To test this hypothesis, the research team assessed the ability of multiple AI approaches, combined with genomic data, to identify altered gene pathways that are important in the development of congenital heart defects. They selected data from 12 cases of isolated non-syndromic congenital heart defects and 26 matched controls to evaluate the models.
The highest-performing model achieved high accuracy in detecting epigenetic changes and altered gene pathways related to the developmental processes of cardiovascular systems and function, cardiac hypertrophy, congenital heart anomaly, and cardiovascular disease. The model, which used a combination of five whole-genome biomarkers, achieved an area under the receiver operating characteristic curve of 0.97 with 98 percent sensitivity and 94 percent specificity.

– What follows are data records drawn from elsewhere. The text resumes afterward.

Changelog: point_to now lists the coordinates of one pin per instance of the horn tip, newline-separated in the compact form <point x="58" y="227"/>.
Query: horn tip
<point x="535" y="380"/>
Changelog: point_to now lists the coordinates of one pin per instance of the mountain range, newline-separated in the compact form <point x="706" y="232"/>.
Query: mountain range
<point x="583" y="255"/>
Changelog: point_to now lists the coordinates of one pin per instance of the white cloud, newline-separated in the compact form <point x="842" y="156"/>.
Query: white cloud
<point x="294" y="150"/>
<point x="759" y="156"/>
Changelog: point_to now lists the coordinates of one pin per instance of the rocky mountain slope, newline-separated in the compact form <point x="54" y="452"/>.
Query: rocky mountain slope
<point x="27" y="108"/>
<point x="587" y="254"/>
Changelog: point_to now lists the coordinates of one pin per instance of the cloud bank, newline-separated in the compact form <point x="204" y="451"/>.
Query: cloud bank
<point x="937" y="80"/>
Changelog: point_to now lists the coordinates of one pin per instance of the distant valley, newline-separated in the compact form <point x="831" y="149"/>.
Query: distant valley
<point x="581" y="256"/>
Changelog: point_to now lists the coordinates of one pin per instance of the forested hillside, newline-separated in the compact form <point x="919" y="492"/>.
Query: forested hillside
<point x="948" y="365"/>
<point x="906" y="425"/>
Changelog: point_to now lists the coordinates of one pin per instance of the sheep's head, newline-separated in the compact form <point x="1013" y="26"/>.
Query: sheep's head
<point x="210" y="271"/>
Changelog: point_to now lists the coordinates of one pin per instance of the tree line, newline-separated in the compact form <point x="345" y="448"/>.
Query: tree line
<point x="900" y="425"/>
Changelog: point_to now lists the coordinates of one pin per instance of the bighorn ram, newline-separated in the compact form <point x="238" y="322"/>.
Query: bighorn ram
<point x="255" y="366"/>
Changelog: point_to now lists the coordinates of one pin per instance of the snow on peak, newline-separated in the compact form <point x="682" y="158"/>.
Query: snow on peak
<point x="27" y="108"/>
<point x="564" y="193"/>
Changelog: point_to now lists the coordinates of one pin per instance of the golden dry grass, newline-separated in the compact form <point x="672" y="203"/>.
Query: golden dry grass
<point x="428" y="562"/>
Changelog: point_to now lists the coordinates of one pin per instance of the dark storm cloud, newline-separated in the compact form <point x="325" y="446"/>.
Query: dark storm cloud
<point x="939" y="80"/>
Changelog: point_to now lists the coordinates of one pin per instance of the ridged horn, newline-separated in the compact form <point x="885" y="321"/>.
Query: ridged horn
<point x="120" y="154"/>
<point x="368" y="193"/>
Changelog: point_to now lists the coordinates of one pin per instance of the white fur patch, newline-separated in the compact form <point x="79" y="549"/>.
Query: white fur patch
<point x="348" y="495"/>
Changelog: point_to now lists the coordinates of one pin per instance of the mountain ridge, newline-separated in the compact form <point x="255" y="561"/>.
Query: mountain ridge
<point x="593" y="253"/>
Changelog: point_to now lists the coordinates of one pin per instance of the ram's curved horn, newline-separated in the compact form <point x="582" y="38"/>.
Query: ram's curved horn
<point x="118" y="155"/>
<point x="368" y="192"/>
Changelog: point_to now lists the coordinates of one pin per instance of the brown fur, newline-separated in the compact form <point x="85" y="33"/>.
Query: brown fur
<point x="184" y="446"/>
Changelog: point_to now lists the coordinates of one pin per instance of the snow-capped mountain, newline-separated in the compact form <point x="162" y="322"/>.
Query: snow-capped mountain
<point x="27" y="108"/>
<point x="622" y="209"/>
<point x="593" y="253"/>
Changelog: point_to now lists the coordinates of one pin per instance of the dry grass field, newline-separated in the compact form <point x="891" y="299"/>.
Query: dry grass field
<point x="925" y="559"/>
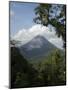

These findings indicate that a minimally invasive congenital heart defect identification method could be an important first step in establishing effective postnatal action plans for at-risk infants, but larger, prospective studies are needed to validate the study’s findings, the researchers stated.
This research adds to ongoing efforts to use AI and big data analytics to tackle congenital disabilities.
In 2018, the National Institutes of Health (NIH) awarded a $10 million grant to support HudsonAlpha Institute of Biotechnology’s newborn whole genome sequencing project, designed to advance diagnosis and care of newborns with congenital disabilities and genetic disorders.
The year before, the Center for Data Driven Discovery in Biomedicine at Children's Hospital of Philadelphia (CHOP) received a $14.8 million NIH grant to explore the root causes of congenital disabilities and pediatric cancer.
Other areas of health IT, including mHealth, are being applied in similar efforts.
In 2019, Children’s of Alabama partnered with Locus Health to launch a remote patient monitoring program to monitor infants with complex heart defects following discharge from the hospital.